Write the prime factorization of 363 using exponents.
The correct answer and explanation is:
Correct Answer:
The prime factorization of 363 using exponents is:
3 × 11 × 11 = 3 × 11²
Explanation:
Prime factorization is the process of expressing a number as a product of its prime numbers. A prime number is a number greater than one that has only two factors, one and itself. Examples of prime numbers include 2, 3, 5, 7, 11, 13, and so on.

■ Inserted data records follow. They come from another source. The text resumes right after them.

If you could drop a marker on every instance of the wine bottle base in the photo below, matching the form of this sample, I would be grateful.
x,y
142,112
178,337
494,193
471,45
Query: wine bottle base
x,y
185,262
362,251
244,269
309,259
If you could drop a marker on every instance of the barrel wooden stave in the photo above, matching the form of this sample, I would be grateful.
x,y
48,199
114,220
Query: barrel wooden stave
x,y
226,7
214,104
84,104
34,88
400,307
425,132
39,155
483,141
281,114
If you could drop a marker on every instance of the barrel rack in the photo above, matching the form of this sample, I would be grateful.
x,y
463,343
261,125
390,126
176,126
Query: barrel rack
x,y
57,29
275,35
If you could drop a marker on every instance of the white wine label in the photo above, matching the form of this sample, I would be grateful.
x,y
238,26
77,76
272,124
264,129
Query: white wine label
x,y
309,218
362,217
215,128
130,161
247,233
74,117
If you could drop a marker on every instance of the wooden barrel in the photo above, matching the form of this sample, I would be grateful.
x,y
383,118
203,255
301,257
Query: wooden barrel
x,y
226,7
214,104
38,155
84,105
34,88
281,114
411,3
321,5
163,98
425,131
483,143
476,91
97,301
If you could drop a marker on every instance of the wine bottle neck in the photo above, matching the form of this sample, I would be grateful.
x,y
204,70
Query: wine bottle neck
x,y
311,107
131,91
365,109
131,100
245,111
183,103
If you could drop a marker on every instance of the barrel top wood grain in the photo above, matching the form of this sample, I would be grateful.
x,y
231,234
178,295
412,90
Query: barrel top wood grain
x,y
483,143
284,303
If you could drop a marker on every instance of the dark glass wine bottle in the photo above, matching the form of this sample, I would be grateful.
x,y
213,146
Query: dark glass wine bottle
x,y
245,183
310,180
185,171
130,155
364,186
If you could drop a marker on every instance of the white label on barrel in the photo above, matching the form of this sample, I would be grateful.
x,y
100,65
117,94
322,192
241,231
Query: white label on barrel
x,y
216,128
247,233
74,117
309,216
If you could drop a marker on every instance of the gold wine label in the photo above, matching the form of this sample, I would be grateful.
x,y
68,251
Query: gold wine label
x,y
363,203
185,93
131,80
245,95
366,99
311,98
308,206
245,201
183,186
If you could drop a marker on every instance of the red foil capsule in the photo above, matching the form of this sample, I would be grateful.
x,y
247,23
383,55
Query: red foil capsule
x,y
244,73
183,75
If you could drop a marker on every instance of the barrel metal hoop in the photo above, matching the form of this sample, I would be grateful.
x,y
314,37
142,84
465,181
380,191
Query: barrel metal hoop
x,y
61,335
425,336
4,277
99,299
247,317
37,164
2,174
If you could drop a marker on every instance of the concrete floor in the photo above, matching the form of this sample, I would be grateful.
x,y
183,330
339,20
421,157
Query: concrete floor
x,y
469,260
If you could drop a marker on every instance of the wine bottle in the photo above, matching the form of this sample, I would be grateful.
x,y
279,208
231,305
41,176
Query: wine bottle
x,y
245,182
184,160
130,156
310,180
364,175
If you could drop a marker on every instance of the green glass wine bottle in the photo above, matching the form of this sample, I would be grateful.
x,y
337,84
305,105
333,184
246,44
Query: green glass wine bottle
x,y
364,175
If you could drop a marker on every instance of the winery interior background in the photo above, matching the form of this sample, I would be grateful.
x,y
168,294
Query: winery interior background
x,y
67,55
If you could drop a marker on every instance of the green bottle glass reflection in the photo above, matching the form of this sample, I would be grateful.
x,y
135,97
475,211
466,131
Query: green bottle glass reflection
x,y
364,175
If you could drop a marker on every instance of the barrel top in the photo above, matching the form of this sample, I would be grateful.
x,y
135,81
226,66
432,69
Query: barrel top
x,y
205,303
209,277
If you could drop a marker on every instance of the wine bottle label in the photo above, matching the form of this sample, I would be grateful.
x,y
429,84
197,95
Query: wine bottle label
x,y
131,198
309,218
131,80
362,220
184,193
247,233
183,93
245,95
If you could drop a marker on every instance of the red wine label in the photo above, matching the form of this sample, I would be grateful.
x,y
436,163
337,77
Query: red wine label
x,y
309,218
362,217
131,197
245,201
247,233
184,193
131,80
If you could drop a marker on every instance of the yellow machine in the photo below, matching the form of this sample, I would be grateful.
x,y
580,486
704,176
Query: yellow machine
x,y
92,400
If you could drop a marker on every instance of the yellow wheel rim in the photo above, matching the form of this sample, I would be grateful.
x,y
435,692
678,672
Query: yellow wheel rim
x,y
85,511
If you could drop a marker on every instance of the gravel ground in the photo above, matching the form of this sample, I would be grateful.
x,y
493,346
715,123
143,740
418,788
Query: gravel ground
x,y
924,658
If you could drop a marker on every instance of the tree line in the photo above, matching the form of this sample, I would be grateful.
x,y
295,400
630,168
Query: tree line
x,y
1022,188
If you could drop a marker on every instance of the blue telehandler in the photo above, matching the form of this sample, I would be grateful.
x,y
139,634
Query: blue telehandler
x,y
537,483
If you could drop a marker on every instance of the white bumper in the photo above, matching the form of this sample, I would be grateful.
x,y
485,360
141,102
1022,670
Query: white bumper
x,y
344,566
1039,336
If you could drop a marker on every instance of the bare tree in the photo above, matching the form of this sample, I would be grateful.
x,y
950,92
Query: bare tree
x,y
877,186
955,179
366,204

To factor 363, the first step is to test for divisibility by the smallest prime numbers, starting from 2. Since 363 is an odd number, it is not divisible by 2. The next prime number is 3. To check for divisibility by 3, add the digits of 363:
3 + 6 + 3 = 12.
Since 12 is divisible by 3, it means 363 is divisible by 3.
Now divide 363 by 3:
363 ÷ 3 = 121.
Now factor 121. Start testing again with small prime numbers. It is not divisible by 2, 3, 5, or 7. But it is divisible by 11 because 11 × 11 = 121. So:
121 = 11 × 11 = 11².
Now rewrite the full factorization:
363 = 3 × 121
= 3 × 11 × 11
= 3 × 11²
This is the prime factorization of 363 using exponents. Writing repeated prime numbers using exponents makes the expression shorter and clearer. In this case, 11 appears twice, so it is written as 11 raised to the power of 2, or 11².
Understanding prime factorization helps in many areas of mathematics such as finding the highest common factor (HCF), lowest common multiple (LCM), simplifying fractions, and solving problems involving divisibility or number properties.